There to remind residents that she’s an advocate for them, Beck glossed over some of the work she’s done at the state level and listened to the concerns, both local and statewide, from a group of about a dozen.
One resident, Richard Ashley, challenged Beck on environmental issues, specifically on having more access to the Navesink River. Beck sits on the senate’s environment and energy committee.
Ashley said that Beck should advocate for more access to the river. He’s got a problem that fishing at Marine Park is difficult when you have to check the parking meters to make sure there’s not a ticket on the windshield.
“Have you ever tried to fish with a parking meter?” He asked. “That’s not access to the river. I’m sorry.”
Beck said she’d bring that up to the mayor and council.
“I think most of us don’t like them,” she said. “It does make it difficult to fish.”
While Hussey’s and Ashley’s gripes were at the most local level, most of the issues raised Wednesday night were much broader.
When Beck brought up the specter of shared services and privatization as a potential solution to budget shortfalls, the idea received a tepid response. But she said fears that services will be compromised and towns will lose their identity are premature.

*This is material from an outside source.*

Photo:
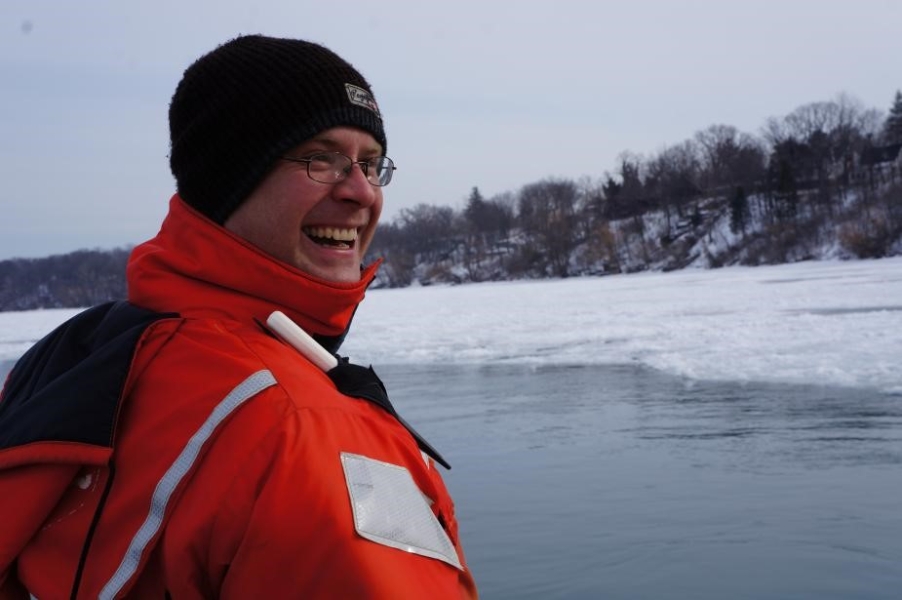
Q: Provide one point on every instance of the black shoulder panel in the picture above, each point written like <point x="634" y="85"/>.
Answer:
<point x="67" y="387"/>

“There are appropriate groups that should be privatized and there are some that don’t work,” Beck said. “But at least we should think outside the box and be trying to save some jobs.”
Speaking of jobs, Oakland Street resident Carl Colmorgen asked Beck how the state feels about the pending closure of Fort Monmouth, and if there is any plan to utilize the property and possibly save, or recreate any of the thousands of jobs that will be lost when the fort moves its operations to Aberdeen, Maryland, in September.
Beck said she’s not optimistic for the near future. A recent plan to reuse a communications center at the fort was voted down because of “some partisan nonsense,” she said. That leaves her and her constituents going back to the drawing board to find ways to best use the property.
“For this year and obviously the coming years, we’ve got a struggle,” Beck said.
With four serious candidates interested in the money-losing racetrack, Beck said she’s more hopeful the Oceanport site, a property that runs a $4 million deficit annually, will rebound.
Beck said while the state is tangled in a dismal financial problem, there is hope.
For the first time in three years, she said the state created more jobs than it lost. When the state’s finances are balanced, she said it’s likely residents will see the return of some of the items cut from the state budget, such as school funding and property tax freezes for senior citizens.
“The good news is that we are seeing growth in the economy for the first time,” she said. “That’s good. Really. We’ve been through a tough time.”
Beck’s office is on 32 Monmouth Street. She can be reached via email here, or phoned at 732.933.1591
The Westside Community Group, for the first time in 14 years, is changing its meeting dates. It will now meet on the third Wednesday of every month, instead of the second Wednesday.
The time and location 7p at River Street Commons are the same. The change takes effect in April.